TL;DR: I built DocMind — a multimodal RAG (Retrieval-Augmented Generation) app that lets you upload any PDF, image, or document and ask questions about it in plain English. No API keys needed — it runs entirely locally using Ollama for the LLM and Xenova Transformers for embeddings. This post walks through the full architecture, the chunking strategy, the vector similarity search, and the code.
The Problem
You have a 200-page PDF — a legal contract, a research paper, your company's internal docs. You need to find specific information buried somewhere in it. Ctrl+F only works if you know the exact words. What you really want is to ask the document questions in plain language:
- "What's the termination clause in this contract?"
- "Summarize the results from section 4"
- "What technologies does this company use?"
This is what RAG does. And unlike fine-tuning an LLM (which costs hundreds of dollars and takes hours), RAG is cheap, fast, and works with any document you throw at it.

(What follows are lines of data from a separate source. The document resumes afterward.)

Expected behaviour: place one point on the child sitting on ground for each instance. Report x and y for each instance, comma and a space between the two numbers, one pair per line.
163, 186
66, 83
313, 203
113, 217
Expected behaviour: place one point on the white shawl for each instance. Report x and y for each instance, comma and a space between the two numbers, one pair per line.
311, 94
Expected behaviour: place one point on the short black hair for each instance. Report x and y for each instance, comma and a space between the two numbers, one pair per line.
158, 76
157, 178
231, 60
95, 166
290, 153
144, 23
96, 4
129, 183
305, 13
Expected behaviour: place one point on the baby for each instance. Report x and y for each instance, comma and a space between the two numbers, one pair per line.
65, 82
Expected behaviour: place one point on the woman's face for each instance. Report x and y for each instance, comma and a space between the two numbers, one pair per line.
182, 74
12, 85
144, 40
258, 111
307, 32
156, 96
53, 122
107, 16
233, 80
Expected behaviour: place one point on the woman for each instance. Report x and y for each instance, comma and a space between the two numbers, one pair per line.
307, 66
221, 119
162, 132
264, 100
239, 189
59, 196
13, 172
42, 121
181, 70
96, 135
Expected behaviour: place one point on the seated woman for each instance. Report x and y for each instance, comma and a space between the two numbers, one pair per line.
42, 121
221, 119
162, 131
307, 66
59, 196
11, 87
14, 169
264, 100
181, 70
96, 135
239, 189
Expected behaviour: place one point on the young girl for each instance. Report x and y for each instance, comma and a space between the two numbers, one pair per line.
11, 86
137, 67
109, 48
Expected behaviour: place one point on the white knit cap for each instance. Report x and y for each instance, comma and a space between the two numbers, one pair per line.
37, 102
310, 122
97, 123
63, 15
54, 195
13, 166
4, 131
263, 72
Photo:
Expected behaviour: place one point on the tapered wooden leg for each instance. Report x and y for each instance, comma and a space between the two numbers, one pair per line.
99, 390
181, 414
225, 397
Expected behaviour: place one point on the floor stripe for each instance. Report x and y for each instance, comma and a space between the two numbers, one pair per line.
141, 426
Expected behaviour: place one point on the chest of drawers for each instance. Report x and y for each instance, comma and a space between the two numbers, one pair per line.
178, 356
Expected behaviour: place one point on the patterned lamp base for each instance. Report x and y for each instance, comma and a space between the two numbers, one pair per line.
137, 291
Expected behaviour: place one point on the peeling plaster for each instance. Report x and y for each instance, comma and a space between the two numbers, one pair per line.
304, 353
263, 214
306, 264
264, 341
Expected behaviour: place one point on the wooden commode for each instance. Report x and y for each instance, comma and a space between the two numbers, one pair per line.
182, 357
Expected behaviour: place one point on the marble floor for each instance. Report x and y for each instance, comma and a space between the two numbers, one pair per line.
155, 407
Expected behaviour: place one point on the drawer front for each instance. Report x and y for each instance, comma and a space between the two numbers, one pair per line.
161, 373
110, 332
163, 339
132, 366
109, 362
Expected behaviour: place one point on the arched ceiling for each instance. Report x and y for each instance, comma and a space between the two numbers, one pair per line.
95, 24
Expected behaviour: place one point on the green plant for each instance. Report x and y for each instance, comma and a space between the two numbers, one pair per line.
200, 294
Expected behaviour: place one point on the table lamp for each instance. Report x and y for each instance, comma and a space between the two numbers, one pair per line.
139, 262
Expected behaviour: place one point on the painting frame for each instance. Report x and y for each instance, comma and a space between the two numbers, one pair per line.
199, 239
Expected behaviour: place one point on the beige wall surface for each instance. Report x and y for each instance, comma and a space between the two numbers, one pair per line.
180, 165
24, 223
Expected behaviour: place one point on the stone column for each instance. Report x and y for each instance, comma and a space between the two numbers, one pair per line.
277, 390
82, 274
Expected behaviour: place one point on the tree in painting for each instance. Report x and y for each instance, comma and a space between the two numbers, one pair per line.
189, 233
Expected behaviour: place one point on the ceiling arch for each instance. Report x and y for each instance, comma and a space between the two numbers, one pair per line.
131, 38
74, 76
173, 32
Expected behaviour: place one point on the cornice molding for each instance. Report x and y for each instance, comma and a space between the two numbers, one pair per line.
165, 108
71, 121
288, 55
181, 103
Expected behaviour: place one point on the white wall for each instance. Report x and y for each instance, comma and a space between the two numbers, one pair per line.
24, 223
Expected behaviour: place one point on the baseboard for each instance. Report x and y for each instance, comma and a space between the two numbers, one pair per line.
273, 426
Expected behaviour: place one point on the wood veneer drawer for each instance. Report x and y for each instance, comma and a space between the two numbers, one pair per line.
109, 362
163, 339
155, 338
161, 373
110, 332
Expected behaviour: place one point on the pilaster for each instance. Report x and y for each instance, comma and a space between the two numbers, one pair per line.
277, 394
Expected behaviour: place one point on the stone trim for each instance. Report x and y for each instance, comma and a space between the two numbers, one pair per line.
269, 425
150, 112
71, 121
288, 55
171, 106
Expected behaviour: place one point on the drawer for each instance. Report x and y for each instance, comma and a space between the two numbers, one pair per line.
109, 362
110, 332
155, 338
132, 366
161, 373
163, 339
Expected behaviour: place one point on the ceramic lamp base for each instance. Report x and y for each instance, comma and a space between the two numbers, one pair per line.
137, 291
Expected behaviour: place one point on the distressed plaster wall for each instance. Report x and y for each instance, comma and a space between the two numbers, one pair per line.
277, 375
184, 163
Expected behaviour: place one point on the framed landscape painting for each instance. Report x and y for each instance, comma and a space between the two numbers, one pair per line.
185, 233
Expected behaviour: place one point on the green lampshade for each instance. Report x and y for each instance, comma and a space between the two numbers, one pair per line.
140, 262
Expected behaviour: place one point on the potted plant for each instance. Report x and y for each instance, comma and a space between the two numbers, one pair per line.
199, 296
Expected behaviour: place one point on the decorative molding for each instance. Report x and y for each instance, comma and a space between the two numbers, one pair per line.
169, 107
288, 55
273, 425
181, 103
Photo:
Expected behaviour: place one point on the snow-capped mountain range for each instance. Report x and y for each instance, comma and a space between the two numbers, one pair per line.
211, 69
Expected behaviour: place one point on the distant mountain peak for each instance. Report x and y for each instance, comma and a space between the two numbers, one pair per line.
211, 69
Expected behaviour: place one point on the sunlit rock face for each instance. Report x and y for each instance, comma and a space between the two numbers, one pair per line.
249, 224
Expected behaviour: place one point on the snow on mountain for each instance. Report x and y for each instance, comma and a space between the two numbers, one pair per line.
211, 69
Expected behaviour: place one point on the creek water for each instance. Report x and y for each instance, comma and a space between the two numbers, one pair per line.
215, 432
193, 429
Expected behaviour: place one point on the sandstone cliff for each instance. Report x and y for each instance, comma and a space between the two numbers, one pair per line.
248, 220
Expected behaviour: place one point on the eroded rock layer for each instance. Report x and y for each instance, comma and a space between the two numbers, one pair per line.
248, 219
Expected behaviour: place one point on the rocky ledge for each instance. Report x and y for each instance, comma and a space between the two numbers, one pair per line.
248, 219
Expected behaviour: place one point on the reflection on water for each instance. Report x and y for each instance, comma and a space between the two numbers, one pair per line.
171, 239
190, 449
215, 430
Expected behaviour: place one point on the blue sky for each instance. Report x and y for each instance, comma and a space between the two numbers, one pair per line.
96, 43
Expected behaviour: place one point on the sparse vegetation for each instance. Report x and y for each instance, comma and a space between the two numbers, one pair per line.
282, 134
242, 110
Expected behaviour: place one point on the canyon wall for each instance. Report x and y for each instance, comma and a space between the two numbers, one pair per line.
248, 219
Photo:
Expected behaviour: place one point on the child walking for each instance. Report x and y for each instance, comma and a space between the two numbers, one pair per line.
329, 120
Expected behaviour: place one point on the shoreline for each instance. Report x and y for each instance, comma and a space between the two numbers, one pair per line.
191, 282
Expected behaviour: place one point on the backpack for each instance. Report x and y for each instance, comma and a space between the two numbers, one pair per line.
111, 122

I built DocMind to solve this for myself — and to have a real AI project in my portfolio that actually does something useful.
What Is RAG? (The 30-Second Version)
RAG = Retrieval-Augmented Generation. Instead of asking an LLM to answer from memory (which it often gets wrong — hallucinations), you:
- Retrieve the relevant parts of your document
- Augment the LLM's prompt with those chunks
- Generate an answer grounded in actual content
RAG vs PURE LLM
════════════════
Pure LLM (without RAG):
┌────────┐ "What's the ┌─────────┐
│ User │──termination clause?──▶│ LLM │──▶ "I think it might be..."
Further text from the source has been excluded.